His opposition to the US-led Madrid peace process as deputy foreign minister made him persona non grata at the State Department

ed note–in light of what is going on now and what has been taking place ever since a certain real estate developer from NY named Donald J. Trump announced his intention to seek the Presidency, pieces such as this are of VITAL IMPORTANCE in understanding the political machinations taking place on the part of organized Jewish interests in trying to undo Trump’s plans for ‘peace’ in the Middle East, and, just as importantly, the fact that the same primary characters–Netanyahu–who moved against another president using his office to advance a ‘peace deal’–George H.W. Bush–are involved as well.

 

Times of Israel

When a president dies, the tendency is to put aside long-simmering resentments and consider the wholeness of his record.

So it was when Prime Minister Benjamin Netanyahu remembered George Herbert Walker Bush, who died last week at 94.

Despite the tense relationship with Israel that was a hallmark of Bush’s single term, the prime minister praised the late president for things that a younger Netanyahu fiercely opposed.

‘We in Israel will always remember his commitment to Israel’s security, his decisive victory over Saddam Hussein, his important contribution to the liberation of Soviet Jewry, his support for the rescue of Ethiopian Jewry, as well as his efforts to advance peace in the Middle East at the Madrid Peace Conference,’ Netanyahu said at the launch of Sunday’s Cabinet meeting.

In real time however, Netanyahu, a deputy foreign minister during much of Bush’s 1989-93 term, had a real problem with two of the Bush agenda items he now praises- 

1. How Bush handled the first Gulf War,

and–

2. The demands he put on Israel at the Madrid Peace Conference.

Netanyahu’s opposition to the Madrid process made him persona non grata at the State Department.

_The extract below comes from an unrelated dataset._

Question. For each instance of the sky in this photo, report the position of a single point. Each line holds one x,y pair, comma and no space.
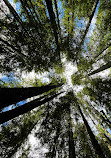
69,70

Still, his praise for the process this week is not so much a matter of polite hypocrisy but a signal of how he has evolved: The principles underpinning Madrid now inform Netanyahu’s approach to peacemaking.

Netanyahu was the most outspoken member of Prime Minister Yitzhak Shamir’s government opposing the request from the Bush administration not to retaliate should Saddam Hussein provoke Israel after Bush pledged to drive Saddam out of Kuwait. Netanyahu said it was a “certainty” that Israel would retaliate.

After US forces launched their war to oust Saddam and the Iraqi dictator launched missiles at Tel Aviv, Shamir decided to heed Bush and the US president later thanked him for his restraint. Netanyahu was vindicated somewhat when Israeli military analysts came to believe that reticence to retaliate during the Gulf War emboldened Hezbollah to strike Israeli targets in subsequent years.

Bush also leveraged the US victory over Saddam in getting Shamir to send a delegation to the Madrid talks. Shamir hated the idea of the talks, so much so that he sidelined his actual foreign minister, David Levy, who was open to the talks, and instead made a star of Netanyahu, who was relentless in his criticism of not just the talks but of their land-for-peace premise.

Bush’s Secretary of State, James Baker, was so frustrated with what he perceived to be Netanyahu’s obstructionism that he banned him from the State Department.

The Madrid talks led to the Oslo process, which launched direct Israeli-Palestinian negotiations.

Netanyahu built much of his subsequent career on saying that Oslo was a mistake because it promised the transfer of critical territory to an entity that Israel could not trust to secure it.

It’s an outlook that has helped get Netanyahu elected four times as prime minister.

Instead, in recent years he has favored a multilateral peace that includes all major Arab players in the region. He relies on Saudi Arabia to bring others into the process and builds towards a ‘final status’ plan through regional cooperation. Key to Netanyahu’s approach is that the Palestinians do not have the power to prevent other Israeli-Arab talks from advancing.

If that sounds familiar, it should: Bush 41 suggested something similar in a familiar context.

‘What we envision is a process of direct negotiations proceeding along two tracks — one between Israel and the Arab states, the other between Israel and the Palestinians,” Bush said at the opening of the Madrid peace parley on Oct. 30, 1991. “This conference cannot impose a settlement on the participants or veto agreements.’